No more hockey stick

I'm sharing my solution for proposed problem

Solution by proposer

Recall the ordinary generating function for binomial theorem, ie $\displaystyle B(j)= \sum_{k=0}^{n}{n\choose k}x^k =(1+x)^n$ . Now we perform jth times derivatives w.r.t x and multiply throughly by $\frac{1}{j!}$ we yields at $x=1$ $\frac{1}{j!}\frac{d^j}{dx^j}B(j) = \sum_{k=0}^{\infty}{n\choose k}(k)_jx^{k-j}= (n)_j (1+x)^{n-j} \Rightarrow \sum_{k=j}^n{n\choose k}{k\choose j} = 2^{n-j} {n\choose j}$ where $(n)_j$ is pochhammer polynomial and hence we have $\sum_{n=0}^{\infty}\sum_{j=0}^{n}{ n\choose j} \frac{d^j}{dx^j}\frac{2^j B(J)}{j!8^ n(2n+1)^3}=\sum_{n=0}^{\infty}\sum_{j=0}^{n}\frac{1}{4^n}{ n\choose j}^2\frac{1}{(2n+1)^3} =\sum_{n=0}^{\infty}\frac{1}{4^n(2n+1)^3}{2n\choose n}$ since by Vandermonde Convolution $\displaystyle \sum_{k=0}^{r}{m\choose k}{ n\choose n-k}={m+n\choose r}$ set $m= r=n$ we have $\displaystyle \sum_{k=0}^{r}{r\choose k}^2={2r\choose r}$ (case appears in our main problem) and hence are left to evaluate the latter sum.
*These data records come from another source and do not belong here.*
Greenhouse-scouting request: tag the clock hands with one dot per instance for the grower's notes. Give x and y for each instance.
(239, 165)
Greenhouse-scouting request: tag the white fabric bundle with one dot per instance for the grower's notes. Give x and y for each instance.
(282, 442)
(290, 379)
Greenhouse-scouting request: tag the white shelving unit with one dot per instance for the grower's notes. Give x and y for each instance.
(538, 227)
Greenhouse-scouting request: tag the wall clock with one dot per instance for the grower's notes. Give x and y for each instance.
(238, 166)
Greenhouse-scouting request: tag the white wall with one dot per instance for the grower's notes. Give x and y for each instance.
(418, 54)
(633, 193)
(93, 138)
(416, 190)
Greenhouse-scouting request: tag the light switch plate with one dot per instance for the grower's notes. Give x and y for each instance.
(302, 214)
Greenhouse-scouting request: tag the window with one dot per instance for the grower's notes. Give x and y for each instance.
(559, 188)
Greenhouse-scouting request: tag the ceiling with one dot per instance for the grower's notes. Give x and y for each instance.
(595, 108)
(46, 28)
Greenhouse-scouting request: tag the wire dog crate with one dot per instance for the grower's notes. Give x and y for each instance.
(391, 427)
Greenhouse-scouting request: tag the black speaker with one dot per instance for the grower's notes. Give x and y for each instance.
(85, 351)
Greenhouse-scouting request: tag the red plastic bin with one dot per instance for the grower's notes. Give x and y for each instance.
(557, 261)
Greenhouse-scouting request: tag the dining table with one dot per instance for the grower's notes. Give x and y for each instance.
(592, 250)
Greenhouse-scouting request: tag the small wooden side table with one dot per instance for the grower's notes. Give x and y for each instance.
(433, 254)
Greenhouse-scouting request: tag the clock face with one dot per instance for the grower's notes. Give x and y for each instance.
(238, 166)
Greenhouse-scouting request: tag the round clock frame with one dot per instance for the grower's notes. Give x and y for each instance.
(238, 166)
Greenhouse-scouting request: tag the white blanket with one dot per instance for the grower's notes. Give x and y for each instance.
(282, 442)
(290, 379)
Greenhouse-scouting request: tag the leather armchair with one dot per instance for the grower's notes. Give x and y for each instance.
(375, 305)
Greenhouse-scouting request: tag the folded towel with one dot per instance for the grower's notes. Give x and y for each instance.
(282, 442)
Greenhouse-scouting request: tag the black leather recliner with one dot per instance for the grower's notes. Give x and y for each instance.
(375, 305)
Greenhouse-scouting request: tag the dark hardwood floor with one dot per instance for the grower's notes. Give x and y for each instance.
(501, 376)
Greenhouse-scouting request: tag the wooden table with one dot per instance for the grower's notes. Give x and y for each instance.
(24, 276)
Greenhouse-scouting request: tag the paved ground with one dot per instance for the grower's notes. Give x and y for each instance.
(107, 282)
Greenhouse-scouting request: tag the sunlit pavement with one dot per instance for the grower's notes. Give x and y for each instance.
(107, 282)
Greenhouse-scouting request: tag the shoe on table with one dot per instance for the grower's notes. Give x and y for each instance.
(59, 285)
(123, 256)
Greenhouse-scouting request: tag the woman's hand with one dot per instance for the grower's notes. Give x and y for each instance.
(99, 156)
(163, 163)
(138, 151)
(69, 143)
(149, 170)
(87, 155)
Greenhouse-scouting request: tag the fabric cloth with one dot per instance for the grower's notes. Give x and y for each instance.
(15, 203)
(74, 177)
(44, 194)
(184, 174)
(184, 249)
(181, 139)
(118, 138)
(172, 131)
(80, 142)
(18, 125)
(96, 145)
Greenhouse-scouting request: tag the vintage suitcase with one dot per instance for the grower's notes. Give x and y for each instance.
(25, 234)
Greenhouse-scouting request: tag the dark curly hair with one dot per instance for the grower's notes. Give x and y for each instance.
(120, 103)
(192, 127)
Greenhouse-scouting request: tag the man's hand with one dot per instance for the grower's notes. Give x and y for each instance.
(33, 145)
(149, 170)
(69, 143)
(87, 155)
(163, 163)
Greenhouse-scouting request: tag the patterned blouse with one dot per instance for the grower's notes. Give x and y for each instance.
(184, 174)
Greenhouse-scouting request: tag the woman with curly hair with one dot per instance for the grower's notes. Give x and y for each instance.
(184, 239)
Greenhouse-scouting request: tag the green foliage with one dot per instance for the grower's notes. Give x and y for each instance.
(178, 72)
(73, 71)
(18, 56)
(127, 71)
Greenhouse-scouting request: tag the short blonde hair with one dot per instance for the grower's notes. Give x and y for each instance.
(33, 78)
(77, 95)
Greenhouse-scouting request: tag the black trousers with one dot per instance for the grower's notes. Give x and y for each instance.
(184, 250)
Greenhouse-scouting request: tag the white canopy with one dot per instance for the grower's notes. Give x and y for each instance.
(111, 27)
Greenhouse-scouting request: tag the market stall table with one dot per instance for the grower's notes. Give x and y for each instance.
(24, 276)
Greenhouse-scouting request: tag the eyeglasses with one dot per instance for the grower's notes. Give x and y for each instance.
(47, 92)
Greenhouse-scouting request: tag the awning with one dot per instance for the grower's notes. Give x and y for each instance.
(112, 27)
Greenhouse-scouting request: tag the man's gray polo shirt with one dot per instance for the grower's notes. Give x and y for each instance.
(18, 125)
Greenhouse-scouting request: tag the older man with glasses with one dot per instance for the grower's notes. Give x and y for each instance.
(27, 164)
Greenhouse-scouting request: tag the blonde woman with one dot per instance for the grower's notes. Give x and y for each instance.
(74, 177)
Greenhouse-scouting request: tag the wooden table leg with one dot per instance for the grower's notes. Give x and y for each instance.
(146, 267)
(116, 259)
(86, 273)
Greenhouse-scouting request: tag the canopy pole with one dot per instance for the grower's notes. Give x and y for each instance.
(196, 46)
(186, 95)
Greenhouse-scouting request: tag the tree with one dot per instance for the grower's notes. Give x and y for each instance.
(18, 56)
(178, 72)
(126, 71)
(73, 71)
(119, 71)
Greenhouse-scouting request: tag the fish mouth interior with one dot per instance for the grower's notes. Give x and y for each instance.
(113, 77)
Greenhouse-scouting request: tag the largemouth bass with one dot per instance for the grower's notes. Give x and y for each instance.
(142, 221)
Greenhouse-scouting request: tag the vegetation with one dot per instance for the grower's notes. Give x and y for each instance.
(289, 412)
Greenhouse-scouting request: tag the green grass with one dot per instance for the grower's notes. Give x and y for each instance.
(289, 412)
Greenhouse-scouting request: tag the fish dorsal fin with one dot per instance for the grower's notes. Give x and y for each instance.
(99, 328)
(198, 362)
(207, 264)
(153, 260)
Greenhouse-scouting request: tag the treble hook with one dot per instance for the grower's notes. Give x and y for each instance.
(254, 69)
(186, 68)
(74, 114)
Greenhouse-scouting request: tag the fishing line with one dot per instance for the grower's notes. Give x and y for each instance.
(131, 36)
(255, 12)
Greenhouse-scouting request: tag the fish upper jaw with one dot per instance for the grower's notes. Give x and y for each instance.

We recall the generating function for central binomial coefficients as $\displaystyle \sum_{k=0}^{\infty}{2n\choose n}x^{2k}=\frac{1}{\sqrt{1-4x^2}}$ so $\displaystyle \sum_{k=0}^{\infty}{2n\choose n}\frac{x^{2k}}{4^n}=\frac{1}{\sqrt{1-x^2}}$ and hence on integrating we have $\sum_{n=0}^{\infty}\frac{x^{2n}}{4^n(2n+1)}{2n\choose n}=\frac{\sin^{-1} x}{x}\Rightarrow \sum_{n=0}^{\infty}\frac{1}{4^n(2n+1)}\int_0^1 x^{2n} \ln x dx=\int_0^1\frac{\sin^{-1} x \ln x}{x}dx$ $=-0+\frac{1}{2}\int_{0}^1\frac{\ln^2 x}{\sqrt{1-x^2}}=\frac{1}{2}\int_0^{\frac{\pi}{2}}\ln^2(\sin x ) dx =\frac{\pi}{16}\frac{d^2}{dm^2}\left(\frac{1}{4^m}{2m\choose m}\right)_{m=0}$ $=\frac{\pi}{8}\frac{d}{dm}\left( \frac{1}{4^m}{2m\choose m}\left(\psi^0(2m+1)-\psi^0(m+1)-\ln 2\right)\right)_{m=0}=\frac{\pi}{16}\frac{1}{4^m}{2m\choose m}$ $\displaystyle \left(4\psi^0(m+1)+4\psi^0(2m+1)-2\psi^1(m+1)+4\psi^1(2m+1)\right)+4\psi^0(m+1)(\ln 4 -2\psi^0(m+1))-8\ln 2\psi^0(2m+1)+\ln^2 4)_{m=0}$ and hence $\frac{\pi}{16}(8\psi(1)+2\psi^1(1)+4\psi^1(1)(\ln 4-2\psi(1))-4\ln 4\psi (1)+\ln^2 4)=\frac{\pi}{16}\left(\frac{\pi^2}{3}+\ln^2 4\right)$ $\displaystyle=\frac{\pi^3}{48}+\frac{\ln^2(2)}{4}= \displaystyle \frac{\pi}{4}\left(\frac{\zeta(2)}{2}+\ln^2 2\right)$ which completes the proof.